Николай Васильевич Гоголь. 1829–1842. Очерк из истории русской повести и драмы
Шрифт:
Сопоставим несколько отрывков из переписки Гоголя, чтобы получить возможно ясное понятие о душевном просветлении и вместе с тем сокрушении нашего писателя, с которым нам надлежит теперь проститься как раз в этот знаменательный период его жизни.
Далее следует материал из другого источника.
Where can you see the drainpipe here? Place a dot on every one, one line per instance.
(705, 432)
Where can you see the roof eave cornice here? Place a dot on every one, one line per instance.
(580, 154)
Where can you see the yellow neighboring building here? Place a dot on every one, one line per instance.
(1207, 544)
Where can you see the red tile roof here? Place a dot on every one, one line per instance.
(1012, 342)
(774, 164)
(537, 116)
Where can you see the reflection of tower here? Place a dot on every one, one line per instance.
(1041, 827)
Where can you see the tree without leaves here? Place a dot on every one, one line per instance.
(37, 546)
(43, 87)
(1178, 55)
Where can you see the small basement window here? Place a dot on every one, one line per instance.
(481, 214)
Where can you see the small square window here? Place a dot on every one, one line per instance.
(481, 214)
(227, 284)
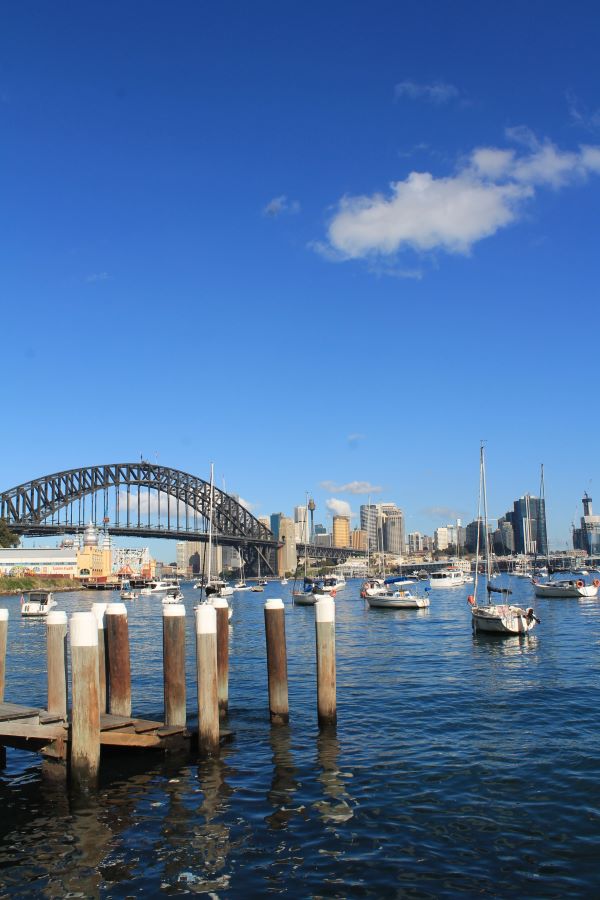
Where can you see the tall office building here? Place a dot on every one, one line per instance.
(587, 537)
(384, 524)
(341, 531)
(393, 531)
(302, 526)
(529, 525)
«Скажу, – пишет он Жуковскому [247] , – что с каждым днем и часом становится светлей и торжественнее в душе моей, что не без цели и значения были мои поездки, удаления и отлучения от мира, что совершалось незримо в них воспитание души моей, что я стал далеко лучше того, каким запечатлелся в священной для меня памяти друзей моих, что чаще и торжественнее льются душевные мои слезы и что живет в душе моей глубокая, неотразимая вера, что небесная сила поможет взойти мне на ту лестницу, которая предстоит мне, хотя я стою еще на нижайших и первых ее ступенях. Много труда и пути, и душевного воспитания впереди еще! Чище горного снега, светлее небес должна быть душа моя, и тогда только я приду в силы начать подвиги и великое поприще, тогда только разрешится загадка моего существования…
247
Все эти строки были написаны Гоголем тотчас после выезда из России в июле и августе 1842 года.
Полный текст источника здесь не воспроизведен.